The Avett BrothersThe Second Gleam
By Matthew Ralph

The announcement earlier this summer of the Avett Brothers’ plans to release their next full-length album on American Recordings/Columbia Records has helped to create added buzz for this eight-song EP. New attention aside, the Avett Brothers are hardly new kids on the block.

Their 11th release since a self-titled debut in 2000, The Second Gleam takes a mellower folk approach than 2007’s Emotionalism. If like me you still can’t get the spunky single “Die, Die, Die” out of your head, The Second Gleam might catch you a bit off-guard. In a good way.

Known as much for bringing the party to their live shows as they are for their work in the studio, we see the Avetts here showing their strengths as catchy and creative songwriters of stripped down tunes. While alternating takes of “The Greatest Sum” – one electric and the other acoustic on the digital download version of the record – come off as redundant and nearly unnecessary, the song is strong enough to demand a second listen. Still, when you hit repeat as I’ve been prone to do after the record cuts off so seemingly short the song does start to wear a bit thin.
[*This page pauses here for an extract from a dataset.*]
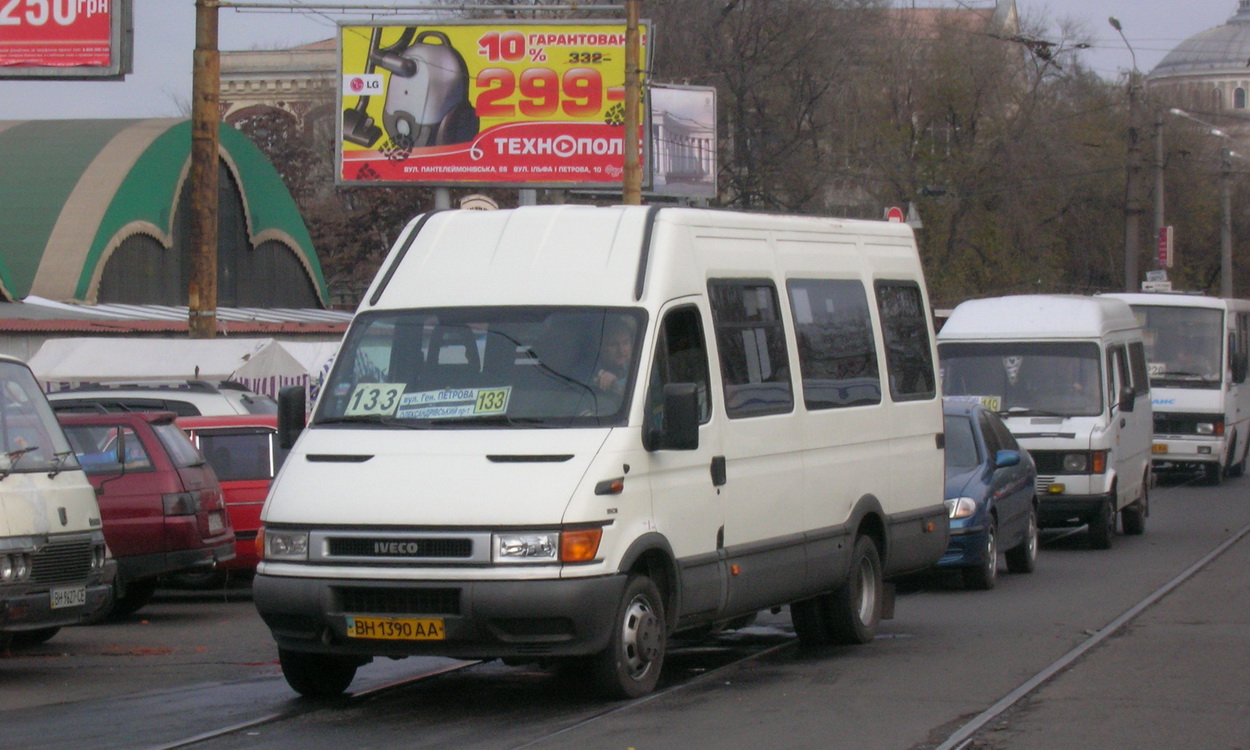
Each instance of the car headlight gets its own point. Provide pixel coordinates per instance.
(960, 508)
(286, 545)
(525, 546)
Songs like “Bella Donna” and “Black, Blue” make it worth repeated visits, latching onto the ears with their subtle blend of tender vocals and soothingly sparse instrumentals. “Murder in the City” and “Tear Down the House,” meanwhile, intrigue with their lyrical content, providing a glimpse into the personal and family history as the songs move at a slow-moving train’s pace.

If like me you are still getting to know the Avetts, this is a good place to start diving into the band’s back catalog before their big debut under the national spotlight. While I can’t speak with much authority to the other 10 releases (The First Gleam EP among them), their latest offering is worthy, to my ears, of regular rotation.